SoftBank Group reduced the targeted size of a margin loan backed by its OpenAI stake from $10 billion to $6 billion, Bloomberg reported, citing people familiar with the matter. The 40% reduction came after some creditors balked at backing the deal. The facility is structured as a margin loan against SoftBank's OpenAI position, making the AI company's private valuation the effective collateral. The cut leaves SoftBank with roughly $4 billion less in liquidity from the loan than its original $10 billion target.

Read at Bloomberg ↗

VI.Global & Geopolitics

EU Commission weighs restricting U.S. cloud platforms for sensitive government data, sources tell CNBC

The European Commission is considering restrictions on the use of U.S. cloud platforms for processing sensitive government data, CNBC reported, citing sources inside the Commission. The proposal reflects intensified European pressure to diversify the region's most critical workloads away from dominant U.S. providers. The cloud review lands amid wider transatlantic tension, with Trump setting a July 4 deadline on EU tariffs.

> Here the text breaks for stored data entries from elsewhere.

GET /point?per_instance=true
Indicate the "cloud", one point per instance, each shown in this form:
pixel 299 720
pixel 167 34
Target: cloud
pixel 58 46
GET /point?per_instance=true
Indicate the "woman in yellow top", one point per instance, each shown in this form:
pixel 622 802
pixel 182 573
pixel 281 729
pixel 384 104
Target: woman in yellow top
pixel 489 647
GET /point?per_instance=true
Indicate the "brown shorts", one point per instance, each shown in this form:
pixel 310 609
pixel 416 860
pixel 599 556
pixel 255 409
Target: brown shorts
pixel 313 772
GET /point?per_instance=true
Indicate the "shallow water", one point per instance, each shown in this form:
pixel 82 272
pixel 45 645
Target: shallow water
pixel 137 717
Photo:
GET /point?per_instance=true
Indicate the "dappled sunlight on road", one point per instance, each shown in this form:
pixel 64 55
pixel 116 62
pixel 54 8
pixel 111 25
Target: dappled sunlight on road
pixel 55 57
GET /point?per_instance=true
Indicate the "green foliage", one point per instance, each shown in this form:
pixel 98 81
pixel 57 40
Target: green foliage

AWS, Microsoft and Google cloud are the direct targets in the European market.

Read at CNBC ↗

Meta sues Ofcom in UK High Court over global revenue base for Online Safety Act fines

Meta filed a legal challenge in the UK High Court against media regulator Ofcom's methodology for calculating fees and fines under the Online Safety Act, claiming the charges should not be based on a company's global revenue, The Guardian reported. The Online Safety Act caps fines at 10% of qualifying worldwide revenue or £18 million ($23 million), whichever is higher; on Meta's reported $201 billion in 2025 revenue, the framework would expose the company to a potential $20 billion fine. Meta argues fines should be tied to revenue from the country where the regulated services are offered and is seeking judicial review. A hearing in Meta's case is scheduled for Oct. 13-14. Ofcom said its fees and fines regime is based on a "plain reading of the law" and that the regulator will defend its decisions.

Read at The Guardian ↗

French prosecutors escalate X investigation to formal criminal probe, summon Musk to France

Paris prosecutors opened a criminal investigation Wednesday into X.AI Holdings Corp, X Corp, xAI, Elon Musk and former X chief executive Linda Yaccarino, escalating a probe that had been preliminary since 2025, Le Monde reported. The investigation expanded last year to include suspected complicity in the distribution of child sexual abuse imagery and the creation of sexual deepfakes via Grok, X's chatbot. The Straits Times said investigators are now in charge after Musk failed to appear for an April 20 voluntary summons, with warrants possible if Musk and Yaccarino do not comply. Prosecutors had also discovered antisemitic and Holocaust-denying messages generated by Grok and broadened the case to include charges of denying crimes against humanity.